“In most marriages, one or both partners resist the idea of counseling. Some can’t afford it or find it inconvenient. And many view therapy as a last resort – something only desperate couples need.” (Tara Parker-Pope, New York Times) In my experience as a couples therapist for two decades, a couple’s fear of coming to therapy is dramatically reduced after attending one session. As is typical, the imagined unknown is more anxiety provoking than the reality.
Couples counseling gives partners the opportunity to engage in a process of healing, adjusting and learning. Most importantly, by creating an environment of acceptance and trust, a productive method of interaction is established.
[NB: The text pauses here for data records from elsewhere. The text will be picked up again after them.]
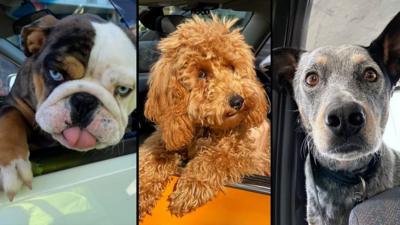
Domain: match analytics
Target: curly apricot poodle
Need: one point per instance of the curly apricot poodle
(210, 110)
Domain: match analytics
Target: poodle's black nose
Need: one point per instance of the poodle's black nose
(345, 119)
(236, 101)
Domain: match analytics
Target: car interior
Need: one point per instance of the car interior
(13, 16)
(157, 19)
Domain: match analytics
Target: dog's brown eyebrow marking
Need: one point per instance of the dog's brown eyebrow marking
(73, 67)
(358, 58)
(322, 60)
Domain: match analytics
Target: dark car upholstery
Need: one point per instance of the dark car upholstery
(381, 209)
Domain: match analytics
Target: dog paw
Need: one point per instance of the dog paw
(189, 194)
(14, 175)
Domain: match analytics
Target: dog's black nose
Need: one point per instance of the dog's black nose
(345, 119)
(83, 106)
(236, 101)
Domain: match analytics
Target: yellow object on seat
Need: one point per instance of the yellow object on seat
(233, 207)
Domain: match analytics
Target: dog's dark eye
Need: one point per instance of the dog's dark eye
(122, 90)
(370, 75)
(55, 75)
(202, 74)
(312, 79)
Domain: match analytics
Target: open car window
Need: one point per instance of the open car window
(150, 36)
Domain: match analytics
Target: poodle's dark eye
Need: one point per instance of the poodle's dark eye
(202, 74)
(55, 75)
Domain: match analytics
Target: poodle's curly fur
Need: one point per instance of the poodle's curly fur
(202, 64)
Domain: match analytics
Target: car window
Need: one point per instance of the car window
(61, 9)
(345, 24)
(149, 38)
(8, 71)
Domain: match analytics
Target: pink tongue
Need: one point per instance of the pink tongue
(79, 138)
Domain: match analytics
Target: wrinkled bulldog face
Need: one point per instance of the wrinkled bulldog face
(84, 74)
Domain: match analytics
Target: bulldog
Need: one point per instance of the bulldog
(76, 87)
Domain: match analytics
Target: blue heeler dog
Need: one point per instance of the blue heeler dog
(343, 96)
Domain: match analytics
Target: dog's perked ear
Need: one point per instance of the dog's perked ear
(166, 105)
(284, 65)
(34, 35)
(386, 49)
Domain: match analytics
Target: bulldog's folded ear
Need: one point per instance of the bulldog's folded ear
(34, 35)
(386, 49)
(284, 65)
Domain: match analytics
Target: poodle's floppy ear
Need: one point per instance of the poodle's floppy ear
(166, 105)
(284, 65)
(386, 49)
(34, 35)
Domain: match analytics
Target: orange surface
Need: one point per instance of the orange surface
(233, 207)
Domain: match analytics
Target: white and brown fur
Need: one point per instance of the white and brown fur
(94, 57)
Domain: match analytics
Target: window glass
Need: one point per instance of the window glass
(150, 36)
(8, 72)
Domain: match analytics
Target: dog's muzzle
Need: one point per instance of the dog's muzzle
(345, 119)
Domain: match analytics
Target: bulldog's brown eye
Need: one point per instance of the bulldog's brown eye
(55, 75)
(370, 75)
(202, 74)
(122, 91)
(312, 79)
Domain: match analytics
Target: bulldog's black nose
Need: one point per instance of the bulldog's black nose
(345, 119)
(236, 101)
(83, 106)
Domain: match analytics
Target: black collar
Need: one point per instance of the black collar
(346, 177)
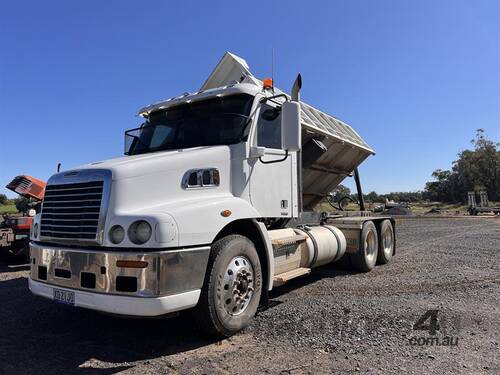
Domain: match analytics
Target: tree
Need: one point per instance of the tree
(474, 170)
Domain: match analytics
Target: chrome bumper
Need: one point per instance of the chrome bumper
(168, 272)
(124, 305)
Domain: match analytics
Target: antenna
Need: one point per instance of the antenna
(272, 67)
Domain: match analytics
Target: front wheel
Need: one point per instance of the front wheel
(231, 293)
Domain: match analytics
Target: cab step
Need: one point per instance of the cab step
(291, 240)
(282, 278)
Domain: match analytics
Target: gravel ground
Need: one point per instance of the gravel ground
(331, 321)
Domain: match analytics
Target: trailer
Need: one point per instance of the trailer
(211, 207)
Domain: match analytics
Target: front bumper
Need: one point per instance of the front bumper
(170, 282)
(123, 305)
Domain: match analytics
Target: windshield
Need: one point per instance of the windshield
(216, 121)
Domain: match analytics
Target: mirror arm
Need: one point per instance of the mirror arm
(274, 161)
(270, 98)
Couples can then speak candidly, working through the challenges and difficulties that impact their individual and shared goals in the relationship.
Often couples find themselves stuck in a “negative loop,” repeatedly arguing about the same (sometimes irrelevant) issues, not feeling understood by one another, yet ill equipped with the tools to effectively address the matter. This is both a frustrating and futile exercise.
In the marriage counseling setting, it is possible to appropriately intervene and short-circuit this negative looping. This allows each member of the couple to be validated for their experience. My role as the couples therapist is to act as a catalyst to enable the couple to hear and validate each other’s experience at a time when they cannot do this by themselves. Over time (usually much shorter than most expect), the couple begins to accept one another’s experience, which allows them to view solving their challenges as a “joint” endeavor.
In my experience with counseling couples, I have found the most success when the couple approaches their sessions with a serious commitment to strengthening the relationship. Each partner is willing to be open-minded about the other’s experience and able to listen without being defensive. While the process is not always easy, when successful, it can lead to a deepening of the relationship where honest communication is achieved and even welcomed.